Make APZ tell chrome main thread the transforms for chrome to content coordinate spaces

RESOLVED FIXED in Firefox 67

Status

()

enhancement
P3
normal
RESOLVED FIXED
4 months ago
2 months ago

People

(Reporter: hsivonen, Assigned: hsivonen)

Tracking

(Blocks 1 bug)

unspecified
mozilla67
Points:
---
Dependency tree / graph

Firefox Tracking Flags

(Fission Milestone:M2, firefox67 fixed)

Details

(Whiteboard: [fission-event-m1] )

Attachments

(1 attachment)

Assignee

Description

4 months ago

Introduce a function that takes a LayersIds and returns the transform matrix from the chrome coordinate space to the content coordinate space associated with that LayersId. This is LayoutDeviceToLayoutDeviceMatrix4x4, since, for better or worse, content processes have "LayoutDevice"-typed top-level coordinates even though that may not strictly be true in the case of out-of-process iframes.

Priority: -- → P3
Assignee

Updated

4 months ago
Whiteboard: [fission-event-m1]

Updated

4 months ago
Fission Milestone: --- → M2
Assignee

Comment 1

4 months ago

https://gist.github.com/staktrace/6b87bd7ba12df80f53552b1e2220b795 shows the added HitTestingTreeNode::GetCSSTransformToContent() method multiplying a CSSTransformMatrix by another CSSTransformMatrix, which is a unit mismatch. Even after reading the docs, I'm quite confused about what matrices I need to insert in between those matrices in the multiplication chain in order to have the units match up. I see that some places in the code multiply by AsyncTransformMatrix(), which to me looks like just unit multiply with different units.

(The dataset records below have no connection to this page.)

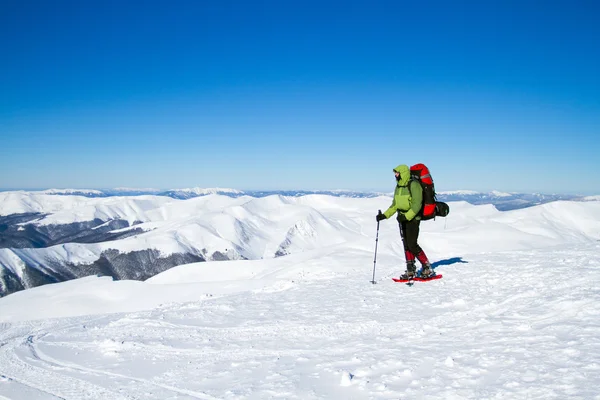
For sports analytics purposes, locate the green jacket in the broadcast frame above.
[383,165,423,221]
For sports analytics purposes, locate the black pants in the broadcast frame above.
[400,218,423,256]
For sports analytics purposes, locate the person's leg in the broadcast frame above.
[399,222,417,279]
[404,219,433,278]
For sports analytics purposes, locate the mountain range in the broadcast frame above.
[0,187,600,211]
[0,189,597,296]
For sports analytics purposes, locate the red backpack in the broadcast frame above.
[408,164,450,220]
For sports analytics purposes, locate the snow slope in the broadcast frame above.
[0,196,600,399]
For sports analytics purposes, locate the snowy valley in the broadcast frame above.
[0,193,600,399]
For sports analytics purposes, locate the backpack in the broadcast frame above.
[408,164,450,221]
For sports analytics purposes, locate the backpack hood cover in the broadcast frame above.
[394,164,410,186]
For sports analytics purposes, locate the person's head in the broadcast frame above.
[394,164,410,186]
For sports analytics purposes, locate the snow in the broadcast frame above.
[0,195,600,399]
[40,189,104,195]
[490,190,512,197]
[171,187,243,195]
[438,190,482,196]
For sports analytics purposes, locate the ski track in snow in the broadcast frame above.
[0,244,600,400]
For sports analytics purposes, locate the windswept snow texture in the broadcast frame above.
[0,196,600,400]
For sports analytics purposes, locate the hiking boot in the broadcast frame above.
[421,263,435,279]
[400,261,417,279]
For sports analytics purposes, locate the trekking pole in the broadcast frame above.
[371,210,381,285]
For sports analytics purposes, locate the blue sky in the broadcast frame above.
[0,0,600,194]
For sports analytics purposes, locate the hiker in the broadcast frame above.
[376,165,434,279]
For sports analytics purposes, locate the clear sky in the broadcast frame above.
[0,0,600,194]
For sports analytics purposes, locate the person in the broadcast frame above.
[376,165,434,279]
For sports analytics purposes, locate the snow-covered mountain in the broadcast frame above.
[0,195,600,400]
[0,192,600,296]
[0,187,600,211]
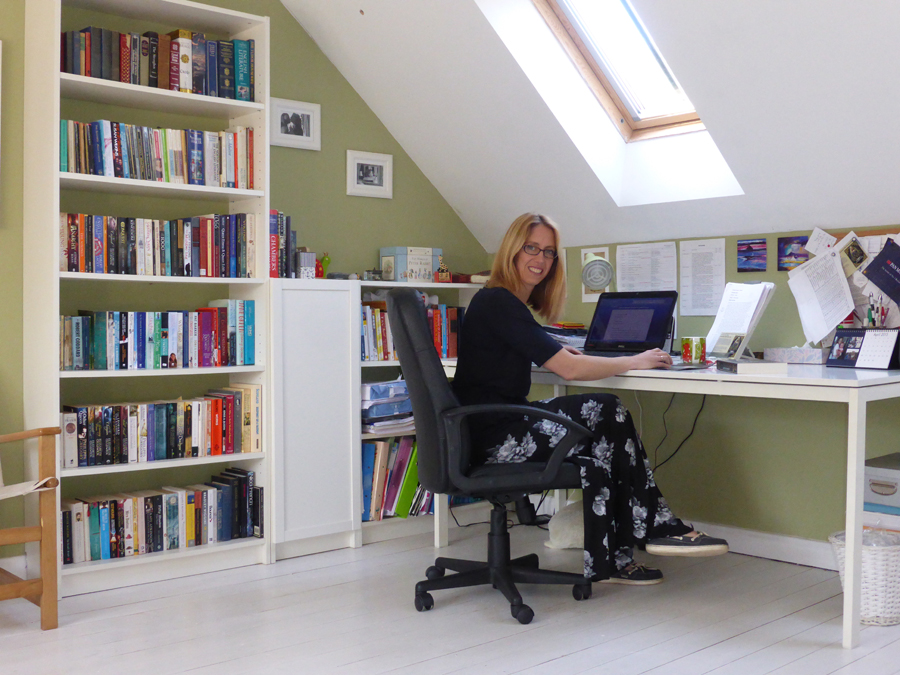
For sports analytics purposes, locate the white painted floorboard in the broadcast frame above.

kats, could you, please, explain some more how to get the units to match up when recursively multiplying the matrices in HitTestingTreeNode::GetCSSTransformToContent()?

Also, it doesn't help conceptualize what's going on that the matrix type that I need is LayoutDeviceToLayoutDeviceMatrix4x4. Am I correct in assuming that for all the scale between CSS and LayoutDevice units can't differ between iframe parent and child so that if the going from a CSS to CSS to a LayoutDeviceToLayoutDeviceMatrix4x4 at the end is always a matter of multiplying by CSSToLayoutDeviceScale in TabParent?

Flags: needinfo?(kats)

I can provide some background on the conceptual model here.

Every level in the hit testing tree represents a layer, and every layer has its own coordinate space.

The number of layers is dynamic, so their coordinate systems can't each get a different static type. Instead, functions that work with layer coordinate systems typically have an (implicit) notion of a "current layer", and quantities in the coordinate system of the current layer use LayerPixel as their units.

It's also common to work with quantities in the coordinate system of the current layer's parent layer, so we have ParentLayerPixel for this purpose.

When accumulating a transform over several layers, you often need to change your view of what the "current layer" is in a loop (or through recursion). To do this, we cast from ParentLayer units to Layer units, or vice versa. Casting requires a justification, and we have a justification named MovingDownToChildren for this purpose.

Going from a layer to its parent involves applying potentially two kinds of transforms: a "CSS transform" (called that because it typically comes from a CSS transform property, though it could come from some other things as well), and an "async transform" (representing OMTA or APZ scrolling/zooming). We apply these two in that order, and give them the types CSSTransformMatrix and AsyncTransformMatrix, respectively. (To fit into our unit model, we invented the intermediate coordinate space CSSTransformedLayerPixel, so that CSSTransformMatrix goes from LayerPixel to CSSTransformedLayerPixel, and AsyncTransformMatrix from CSSTransformedLayerPixel to ParentLayerPixel, but that's mostly an implementation detail.)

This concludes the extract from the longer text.